Os pastores eram Batistas, Anglicanos, Católicos Romanos, da Assémbléia de Deus e Evangélicos Reformados, da Igreja de Cristo da Nigéria (ICN) e da Igreja Evangélica do Oeste da África.

Os porta-vozes da ICN, Dinfa Manshal e Sunday Lakong disseram que os extremistas muçulmanos recrutaram mais de dez mil muçulmanos das Repúblicas do Níger e do Chade para invadir cidades e vilarejos cristãos. Bandos de muçulmanos fundamentalistas promoveram desordem com morte e mutilação de cristãos e incendiaram suas igrejas.

Numa entrevista à imprensa em Jos, o líder da comunidade cristã, Ambrose Gapsuk, disse: A invasão de cidades e vilarejos cristãos por muçulmanos fanáticos demonstra claramente que o ataque é uma guerra contra os cristãos. Ambrose é da cidade de Shendam, que fica numa das áreas afetadas pela violência. Ele informou que 1.500 cristãos foram mortos e suas igrejas e propriedades destruídas.

A Agência Nacional de Gerenciamento de Emergência da Nigéria (ANGE) informou que a violência religiosa em Plateau e Nasarawa afetou dez áreas locais do governo em dois Estados, resultando no desalojamento de 25 mil pessoas.

Alhaji Musa Lima, conselheiro especial do governo do Estado vizinho de Bauchi, disse à Portas Abertas: Cerca de cinqüenta mil pessoas desalojadas que conseguiram escapar da hostilidade foram temporariamente realocadas para algumas partes deste Estado. As autoridades de Bauchi informaram que a afluência de refugiados colocou uma pressão muito grande sobre os recursos locais.

O porta-voz da ANGE, Biodun Oladunjoye, disse que entre as pessoas desalojadas estão muitas mulheres e crianças cujos números são diariamente dizimados por doenças e pela fome.
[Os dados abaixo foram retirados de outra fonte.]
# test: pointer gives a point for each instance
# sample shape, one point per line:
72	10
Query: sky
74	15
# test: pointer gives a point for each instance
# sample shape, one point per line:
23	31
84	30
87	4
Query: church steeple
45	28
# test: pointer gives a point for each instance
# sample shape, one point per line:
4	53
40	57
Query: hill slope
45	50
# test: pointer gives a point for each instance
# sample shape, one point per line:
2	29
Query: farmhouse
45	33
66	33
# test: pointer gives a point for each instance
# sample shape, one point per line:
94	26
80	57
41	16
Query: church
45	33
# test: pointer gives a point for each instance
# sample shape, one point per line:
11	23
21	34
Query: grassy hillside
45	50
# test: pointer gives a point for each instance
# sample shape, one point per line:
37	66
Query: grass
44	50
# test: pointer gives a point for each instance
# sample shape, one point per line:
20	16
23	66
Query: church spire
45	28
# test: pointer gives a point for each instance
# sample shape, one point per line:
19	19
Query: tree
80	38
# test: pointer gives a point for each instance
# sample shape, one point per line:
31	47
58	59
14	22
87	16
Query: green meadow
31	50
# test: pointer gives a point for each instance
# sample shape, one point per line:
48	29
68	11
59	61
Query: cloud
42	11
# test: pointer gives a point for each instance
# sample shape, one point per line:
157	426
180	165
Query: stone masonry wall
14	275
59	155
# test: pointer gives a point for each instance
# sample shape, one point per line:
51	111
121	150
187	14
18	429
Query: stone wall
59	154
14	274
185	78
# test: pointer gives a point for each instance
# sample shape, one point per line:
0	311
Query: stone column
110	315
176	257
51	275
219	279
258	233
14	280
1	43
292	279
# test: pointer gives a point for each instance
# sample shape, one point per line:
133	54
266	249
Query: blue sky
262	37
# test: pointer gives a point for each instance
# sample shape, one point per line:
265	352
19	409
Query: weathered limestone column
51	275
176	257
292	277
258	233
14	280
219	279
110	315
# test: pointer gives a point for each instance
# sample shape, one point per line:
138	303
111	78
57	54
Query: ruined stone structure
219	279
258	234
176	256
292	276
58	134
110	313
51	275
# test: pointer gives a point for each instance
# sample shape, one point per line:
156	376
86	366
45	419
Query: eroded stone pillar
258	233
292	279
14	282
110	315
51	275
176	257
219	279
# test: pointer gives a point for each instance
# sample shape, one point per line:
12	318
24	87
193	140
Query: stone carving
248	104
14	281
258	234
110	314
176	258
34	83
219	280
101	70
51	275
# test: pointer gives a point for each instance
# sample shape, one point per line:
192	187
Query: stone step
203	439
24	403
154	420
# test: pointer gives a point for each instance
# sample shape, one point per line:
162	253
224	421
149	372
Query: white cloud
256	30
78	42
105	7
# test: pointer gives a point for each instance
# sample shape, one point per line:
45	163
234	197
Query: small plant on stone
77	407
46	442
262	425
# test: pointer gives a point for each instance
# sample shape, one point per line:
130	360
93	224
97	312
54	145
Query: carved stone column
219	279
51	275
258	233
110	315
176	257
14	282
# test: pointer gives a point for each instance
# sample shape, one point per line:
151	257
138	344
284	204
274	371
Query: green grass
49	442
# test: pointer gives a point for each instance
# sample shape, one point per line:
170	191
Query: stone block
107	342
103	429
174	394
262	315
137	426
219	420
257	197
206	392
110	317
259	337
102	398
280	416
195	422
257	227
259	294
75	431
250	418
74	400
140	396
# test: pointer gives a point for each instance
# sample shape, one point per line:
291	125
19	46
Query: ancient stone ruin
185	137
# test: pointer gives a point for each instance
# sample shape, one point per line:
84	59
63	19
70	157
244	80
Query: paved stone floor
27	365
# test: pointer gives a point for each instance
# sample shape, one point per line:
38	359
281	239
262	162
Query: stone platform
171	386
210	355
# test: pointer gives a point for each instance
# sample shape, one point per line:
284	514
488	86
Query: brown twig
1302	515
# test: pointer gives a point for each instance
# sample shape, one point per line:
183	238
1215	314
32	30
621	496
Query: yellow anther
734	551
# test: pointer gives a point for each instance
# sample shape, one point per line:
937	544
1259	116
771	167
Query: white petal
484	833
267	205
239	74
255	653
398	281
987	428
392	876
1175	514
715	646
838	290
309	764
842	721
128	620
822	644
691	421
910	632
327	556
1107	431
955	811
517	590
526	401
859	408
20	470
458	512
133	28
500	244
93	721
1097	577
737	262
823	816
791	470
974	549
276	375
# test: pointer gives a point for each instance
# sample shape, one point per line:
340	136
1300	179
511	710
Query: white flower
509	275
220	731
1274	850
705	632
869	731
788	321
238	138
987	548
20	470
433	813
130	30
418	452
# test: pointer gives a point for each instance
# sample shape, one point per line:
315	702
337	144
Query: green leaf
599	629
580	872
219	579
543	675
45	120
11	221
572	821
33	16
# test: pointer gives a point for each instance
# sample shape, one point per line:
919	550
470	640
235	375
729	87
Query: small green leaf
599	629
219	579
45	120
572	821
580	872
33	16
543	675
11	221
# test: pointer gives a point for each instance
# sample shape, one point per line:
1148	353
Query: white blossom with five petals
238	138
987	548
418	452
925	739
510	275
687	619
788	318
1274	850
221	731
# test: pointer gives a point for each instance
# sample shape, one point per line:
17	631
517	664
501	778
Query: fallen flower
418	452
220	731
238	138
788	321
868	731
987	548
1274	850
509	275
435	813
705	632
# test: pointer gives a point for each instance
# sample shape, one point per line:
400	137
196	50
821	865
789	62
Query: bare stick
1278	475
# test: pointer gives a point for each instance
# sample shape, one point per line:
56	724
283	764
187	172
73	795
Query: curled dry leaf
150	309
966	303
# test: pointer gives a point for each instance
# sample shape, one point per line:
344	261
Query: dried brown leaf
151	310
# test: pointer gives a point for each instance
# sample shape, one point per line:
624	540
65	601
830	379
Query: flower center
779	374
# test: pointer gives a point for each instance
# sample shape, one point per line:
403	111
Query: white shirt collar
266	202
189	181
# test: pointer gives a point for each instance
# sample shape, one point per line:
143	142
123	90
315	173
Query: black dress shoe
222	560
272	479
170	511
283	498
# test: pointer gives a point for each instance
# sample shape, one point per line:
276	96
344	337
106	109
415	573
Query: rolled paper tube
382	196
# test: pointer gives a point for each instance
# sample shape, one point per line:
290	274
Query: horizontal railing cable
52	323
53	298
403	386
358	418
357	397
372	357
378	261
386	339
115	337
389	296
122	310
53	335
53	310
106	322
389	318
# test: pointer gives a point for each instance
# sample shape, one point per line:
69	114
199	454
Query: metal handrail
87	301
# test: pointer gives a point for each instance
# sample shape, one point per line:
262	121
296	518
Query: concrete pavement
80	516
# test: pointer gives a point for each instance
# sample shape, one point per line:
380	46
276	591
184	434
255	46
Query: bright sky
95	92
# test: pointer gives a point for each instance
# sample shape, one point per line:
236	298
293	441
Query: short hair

Ele disse também que, a menos que algo seja feito com urgência, os campos de refugiados nos três Estados verão mais mortes.

O governo está fazendo tudo o que pode para reduzir a violência contra os cristãos na região, disse o governador do Estado de Plateau, Joshua Dariye num discurso durante um culto na Igreja de Cristo em Jos. Nós nos solidarizamos com a igreja pela morte de seus pastores e de membros e faremos tudo o que pudermos para impedir o alastramento da violência contra os cristãos neste Estado.

No dia 28 de março, eclodiu a violência muçulmano-cristã no Estado de Nasrawa, ao que se sabe matando quinze cristãos nas áreas locais do governo de Keana, Doma, Jenkwe, Ekye e Giza.

Homens da segurança foram mandados para as áreas afetadas para restaurar a lei e a ordem, disse à Portas Abertas o comissário de polícia de Nasarawa, Alhaji Muhammed Zarewa, em Lafia, capital do Estado.

Enquanto isso, o presidente da Nigéria, Olusegun Obasanjo, reagiu à prolongada violência admitindo que as autoridades nesses Estados parecem ser impotentes ou não ter inspiração para fazerem algo a respeito.

Sabe-se que os líderes muçulmanos fizeram uma visita a Olusegun em seu gabinete em Abuja, capital da nação, para discutirem soluções para o conflito. Alguém vai querer dar desculpas, mas não acho que tenhamos qualquer justificativa para permitir que a violência envolva a nós e ao nosso país, disse-lhes Olusegun.